CS297 Proposal
Enhancing the queuing process for Yioop's scheduler
Gargi Sheguri (gargi.sheguri@sjsu.edu)
Advisor: Dr. Chris Pollett
Description:
Yioop is an open-source, PHP-based search engine. Yioop's crawling mechanism makes use of a set of distributed queue servers and fetchers to generate (and rank) search results. The working assumption is that webpages are indexed in order of importance, such that the most important webpages are fetched first. In case a fetcher retrieval fails, or performs slower than another fetcher and induces a time lag in persisting the results, the webpages might be indexed out of order. As a result, important documents could be presented lower in order/excluded from the final index. The aim of this project is to modify the queuing process to maintain the expected order of search results.
Schedule:
Week 1:
Jan 31 - Feb 7 | Finalize project topic and deliverables |
Week 2:
Feb 7 - Feb 14 | Work on Deliverable#1: Understand Yioop's ranking mechanisms and queuing process, related files in codebase |
Week 3:
Feb 14 - Feb 21 | Complete and summarize Deliverable#1, read [1] |
Week 4:
Feb 21 - Feb 28 | Start working on Deliverable#2: Understand and fix Yioop bug |
Week 5:
Feb 28 - Mar 7 | Work on Deliverable#2, read [2] and [3] |
Week 6:
Mar 7 - Mar 14 | Work on Deliverable#2 |
Week 7:
Mar 14 - Mar 21 | Complete and summarize Deliverable#2 |
Week 8:
Mar 21 - Mar 28 | Start working on Deliverable#3: Modifying Yioop's queuing process to retain expected index order |
Week 9:
Mar 28 - Apr 4 | Work on Deliverable#3 |
Week 10:
Apr 4 - Apr 11 | Work on Deliverable#3 |
Week 11:
Apr 11 - Apr 18 | Work on Deliverable#3 |
Week 12:
Apr 18 - Apr 25 | Complete and summarize Deliverable#3 |
Week 13:
Apr 25 - May 2 | Start working on Deliverable#4: Study Yandex and incorporate one signal into Yioop, read [4] |
Week 14:
May 2 - May 9 | Complete and summarize Deliverable#4, start working on Deliverable#5: 297 Report |
Week 15:
May 9 - May 16 | Work on final report |
Deliverables:
The full project will be done when CS298 is completed. The following will
be done by the end of CS297:
1. Obtain the most recent copy of Yioop's source code: understand Yioop's ranking mechanisms, trace relevant code, and understand how the queuing process works.

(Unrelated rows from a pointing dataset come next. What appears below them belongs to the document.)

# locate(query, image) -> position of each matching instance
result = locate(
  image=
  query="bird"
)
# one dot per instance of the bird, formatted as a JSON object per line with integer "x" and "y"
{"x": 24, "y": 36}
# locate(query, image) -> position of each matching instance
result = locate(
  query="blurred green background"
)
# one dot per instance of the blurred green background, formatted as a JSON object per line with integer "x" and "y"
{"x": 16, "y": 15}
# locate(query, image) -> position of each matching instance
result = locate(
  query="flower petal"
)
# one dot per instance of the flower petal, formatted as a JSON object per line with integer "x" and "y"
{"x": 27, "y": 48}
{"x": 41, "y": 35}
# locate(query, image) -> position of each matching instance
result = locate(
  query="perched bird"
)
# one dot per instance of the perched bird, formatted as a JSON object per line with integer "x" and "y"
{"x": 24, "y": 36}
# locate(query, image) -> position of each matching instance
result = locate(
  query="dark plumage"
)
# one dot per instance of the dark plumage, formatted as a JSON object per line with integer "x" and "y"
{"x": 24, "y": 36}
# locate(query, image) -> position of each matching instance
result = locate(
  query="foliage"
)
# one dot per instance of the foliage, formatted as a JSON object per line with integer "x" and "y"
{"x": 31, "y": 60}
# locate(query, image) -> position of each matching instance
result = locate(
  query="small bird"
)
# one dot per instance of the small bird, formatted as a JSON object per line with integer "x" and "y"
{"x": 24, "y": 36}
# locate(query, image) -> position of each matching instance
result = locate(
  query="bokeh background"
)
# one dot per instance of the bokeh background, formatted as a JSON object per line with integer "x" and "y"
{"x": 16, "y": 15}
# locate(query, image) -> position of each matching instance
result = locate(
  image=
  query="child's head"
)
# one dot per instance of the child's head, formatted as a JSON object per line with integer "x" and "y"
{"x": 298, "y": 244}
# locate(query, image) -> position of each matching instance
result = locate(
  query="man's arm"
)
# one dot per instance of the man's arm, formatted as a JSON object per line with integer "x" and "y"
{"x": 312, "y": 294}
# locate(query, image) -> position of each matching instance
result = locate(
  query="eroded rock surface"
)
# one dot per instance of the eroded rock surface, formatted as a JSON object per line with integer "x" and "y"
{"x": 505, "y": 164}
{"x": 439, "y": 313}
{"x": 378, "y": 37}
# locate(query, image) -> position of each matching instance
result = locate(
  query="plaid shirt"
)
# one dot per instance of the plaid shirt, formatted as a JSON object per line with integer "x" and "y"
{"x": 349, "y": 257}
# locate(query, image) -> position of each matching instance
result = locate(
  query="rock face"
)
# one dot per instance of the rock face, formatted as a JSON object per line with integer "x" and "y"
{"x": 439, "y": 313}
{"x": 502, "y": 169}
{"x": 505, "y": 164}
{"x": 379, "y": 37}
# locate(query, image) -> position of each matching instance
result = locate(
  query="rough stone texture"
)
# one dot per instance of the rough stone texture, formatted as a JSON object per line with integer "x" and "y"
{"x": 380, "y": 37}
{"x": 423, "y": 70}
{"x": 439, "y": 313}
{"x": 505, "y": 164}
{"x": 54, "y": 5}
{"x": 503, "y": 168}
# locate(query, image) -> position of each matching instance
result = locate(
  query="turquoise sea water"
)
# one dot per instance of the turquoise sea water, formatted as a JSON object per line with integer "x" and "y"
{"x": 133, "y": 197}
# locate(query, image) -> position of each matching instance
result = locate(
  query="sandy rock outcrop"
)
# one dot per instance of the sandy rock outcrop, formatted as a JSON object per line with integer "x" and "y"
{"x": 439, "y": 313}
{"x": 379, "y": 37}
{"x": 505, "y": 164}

2. Fix one outstanding bug in Yioop.
3. Modify Yioop's queue server such that the index is created by maintaining the queuing order.
4. Pick one Yandex signal and incorporate that into Yioop.
5. CS 297 report.
References:
[1] S. T. Ahmed, C. Sparkman, H. -T. Lee and D. Loguinov, "Around the web in six weeks: Documenting a large-scale crawl," 2015 IEEE Conference on Computer Communications (INFOCOM), Hong Kong, China, 2015, pp. 1598-1606, doi: 10.1109/INFOCOM.2015.7218539.
[2] Distributed web crawler architecture, by S. Severance. (2011, Dec. 15). US20110307467A1 [Online]. Available: https://patents.google.com/patent/US20110307467A1
[3] B. Cambazoglu and R. Baeza-Yates, "Scalability Challenges in Web Search Engines," in Synthesis Lectures on Information Concepts, Retrieval, and Services, vol. 7, 2011, pp. 27-50. doi: 10.1007/978-3-642-20946-8_2.
[4] M. Marin, R. Paredes, and C. Bonacic. "High-performance priority queues for parallel crawlers." In Proceedings of the 10th ACM workshop on Web information and data management, pp. 47-54. 2008.
|